OFAC identified two digital currency addresses associated with Khorashadizadeh and Ghorbaniyan. To help convert the digital currency ransom payments into rial, the two financial facilitators used the following addresses: 149w62rY42aZBox8fGcmqNsXUzSStKeq8C and 1AjZPMsnmpdK2Rv9KQNfMurTXinscVro9V.

As a result of recent actions, persons that engage in transactions with Khorashadizadeh and Ghorbaniyan could be subject to secondary sanctions. “Regardless of whether a transaction is denominated in a digital currency or traditional fiat currency, OFAC compliance obligations are the same,” the agency added.

“Treasury has been looking carefully at the risks that digital currency trading pose in general, and certainly evasion of economic sanctions laws is one of them,” said Greta Lichtenbaum, a partner in law firm O’Melveny & Myers’ international trade practice. “U.S.-based individuals and corporations have to be careful about violating those rules no matter what kind of economic activity they are involved in, and digital currency trading is particularly risky given that it is often viewed as an alternative to more conventional means of creating value.”

“The action by OFAC in listing the specific digital currency addresses of two individuals is a fulfillment of its warning back in March that it intended to treat digital currency, and those that transact in it, in the same way that it treats fiat currency,” adds Laurel Loomis Rimon, senior counsel in O’Melveny’s FinTech practice, former general counsel for the Office of the Inspector General at the Department of Homeland Security. “[OFAC’s] action highlights the need for financial institutions engaged in digital currency transactions to review their anti-money laundering and sanctions screening programs to ensure they, and any vendors they use, are capturing financial transactions of all kinds and utilizing strong customer identification procedures to connect financial transactions with their true owners.”

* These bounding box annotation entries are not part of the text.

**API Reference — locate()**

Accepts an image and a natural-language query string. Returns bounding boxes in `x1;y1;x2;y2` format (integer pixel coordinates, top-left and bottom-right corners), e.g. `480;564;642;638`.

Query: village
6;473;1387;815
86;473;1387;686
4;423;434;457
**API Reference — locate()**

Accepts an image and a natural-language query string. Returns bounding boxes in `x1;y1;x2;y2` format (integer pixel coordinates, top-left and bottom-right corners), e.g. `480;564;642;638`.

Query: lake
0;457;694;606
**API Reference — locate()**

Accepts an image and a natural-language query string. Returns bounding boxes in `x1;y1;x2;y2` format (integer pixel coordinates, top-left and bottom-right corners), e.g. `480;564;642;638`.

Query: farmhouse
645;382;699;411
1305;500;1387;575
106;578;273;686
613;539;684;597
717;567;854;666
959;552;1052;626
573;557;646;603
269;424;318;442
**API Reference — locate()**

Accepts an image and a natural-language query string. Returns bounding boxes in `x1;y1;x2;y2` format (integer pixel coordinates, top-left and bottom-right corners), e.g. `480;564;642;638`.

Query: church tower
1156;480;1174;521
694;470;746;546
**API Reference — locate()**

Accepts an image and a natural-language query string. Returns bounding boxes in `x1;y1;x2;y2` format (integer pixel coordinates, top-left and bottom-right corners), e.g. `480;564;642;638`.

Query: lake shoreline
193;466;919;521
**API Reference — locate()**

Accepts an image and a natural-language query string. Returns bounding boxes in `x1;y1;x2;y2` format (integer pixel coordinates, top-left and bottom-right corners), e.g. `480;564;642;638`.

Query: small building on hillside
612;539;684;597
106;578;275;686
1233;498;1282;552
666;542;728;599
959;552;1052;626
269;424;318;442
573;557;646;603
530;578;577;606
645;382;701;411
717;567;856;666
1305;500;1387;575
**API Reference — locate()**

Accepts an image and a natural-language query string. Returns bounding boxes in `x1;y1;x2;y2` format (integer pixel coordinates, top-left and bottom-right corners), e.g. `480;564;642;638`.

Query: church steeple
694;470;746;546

Updated information on compliance requirements for digital currencies was included by OFAC in a list of “frequently asked questions.”

How do I block digital currency?

Once it has been determined that your institution is holding digital currency that is required to be blocked pursuant to OFAC’s regulations, you must ensure that access to that digital currency is denied to the blocked person and that your institution complies with OFAC regulations related to blocked assets.

Institutions may choose, for example, to block each digital currency wallet associated with the digital currency addresses that OFAC has identified as being associated with blocked persons, or opt to use its own wallet to consolidate wallets that contain the blocked digital currency (similar to an omnibus account) titled, for example, “Blocked SDN Digital Currency.”

Each of these methods is satisfactory, so long as there is an audit trail that will allow the digital currency to be unblocked only when the legal prohibition requiring the blocking of the digital currency ceases to apply.

The institution is not obligated to convert the blocked digital currency into traditional fiat currency (e.g., U.S. dollars). Blocked digital currency must be reported to OFAC within 10 business days.

Questions about whether a transaction should be blocked should be directed to OFAC at (202) 622-2490 or ofac_feedback@treasury.gov.

Should an institution tell its customer that it blocked access to their digital currency and, if so, how does the institution explain it to the customer?

An institution may notify its customer that it has blocked digital currency pursuant to OFAC regulations. The customer has the right to apply for the unblocking and release of the digital currency. To apply online to have the virtual currency released, visit OFAC’s online application page.